Formally, we can think of the troubleshooting process as an application of the hypothetico-deductive method given a set of observations about a system and a theoretical basis for understanding system behavior, we iteratively hypothesize potential causes for the failure and try to test those hypotheses.


Finally, we should remember that correlation is not causation

correlation is not causation

However…

as systems grow in size and complexity and as more metrics are monitored, it’s inevitable that there will be events that happen to correlate well with other events, purely by coincidence.

Understanding failures in our reasoning process is the first step to avoiding them and becoming more effective in solving problems.


An effective report should tell you the expected behavior, the actual behavior, and, if possible, how to reproduce the behavior.


Ask "what," "where," and "why"

A malfunctioning system is often still trying to do something—just not the thing you want it to be doing. Finding out what it’s doing, then asking why it’s doing that and where its resources are being used or where its output is going can help you understand how things have gone wrong.

In many respects, this is similar to the “Five Whys” technique introduced by Taiichi Ohno to understand the root causes of manufacturing errors.


Once you’ve come up with a short list of possible causes, it’s time to try to find which factor is at the root of the actual problem. Using the experimental method, we can try to rule in or rule out our hypotheses. For instance, suppose we think a problem is caused by either a network failure between an application logic server and a database server, or by the database refusing connections. Trying to connect to the database with the same credentials the application logic server uses can refute the second hypothesis, while pinging the database server may be able to refute the first, depending on network topology, firewall rules, and other factors. Following the code and trying to imitate the code flow, step-by-step, may point to exactly what’s going wrong.


If you performed active testing by changing a system—for instance by giving more resources to a process—making changes in a systematic and documented fashion will help you return the system to its pre-test setup, rather than running in an unknown hodge-podge configuration.

Nowadays, if your company already adopted the immutable infrastructure way of managing the infra and its configurations, this advice may seem outdated if taken word for word.

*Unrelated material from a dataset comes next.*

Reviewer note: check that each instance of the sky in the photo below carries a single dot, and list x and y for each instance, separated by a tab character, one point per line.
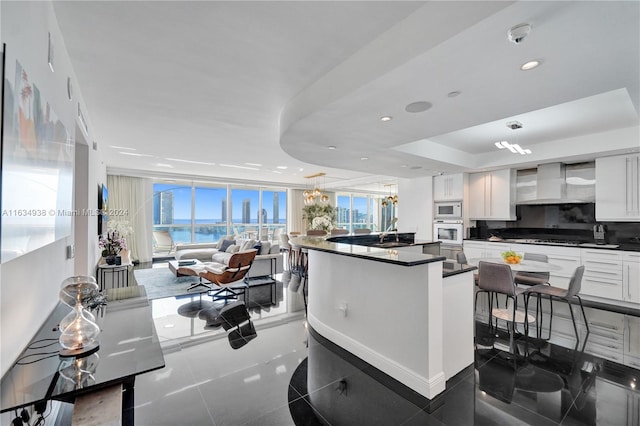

Documenting your thought process and troubleshooting steps is still valuable to share later on with your teammates in the form of documentation or a runbook.


Publish your results.

It’s tempting and common to avoid reporting negative results because it’s easy to perceive that the experiment "failed." Some experiments are doomed, and they tend to be caught by review. Many more experiments are simply unreported because people mistakenly believe that negative results are not progress.

Do your part by telling everyone about the designs, algorithms, and team workflows you’ve ruled out. Encourage your peers by recognizing that negative results are part of thoughtful risk taking and that every well-designed experiment has merit. Be skeptical of any design document, performance review, or essay that doesn’t mention failure. Such a document is potentially either too heavily filtered, or the author was not rigorous in his or her methods.


Adopting a systematic approach to troubleshooting—as opposed to relying on luck or experience—can help bound your services’ time to recovery, leading to a better experience for your users.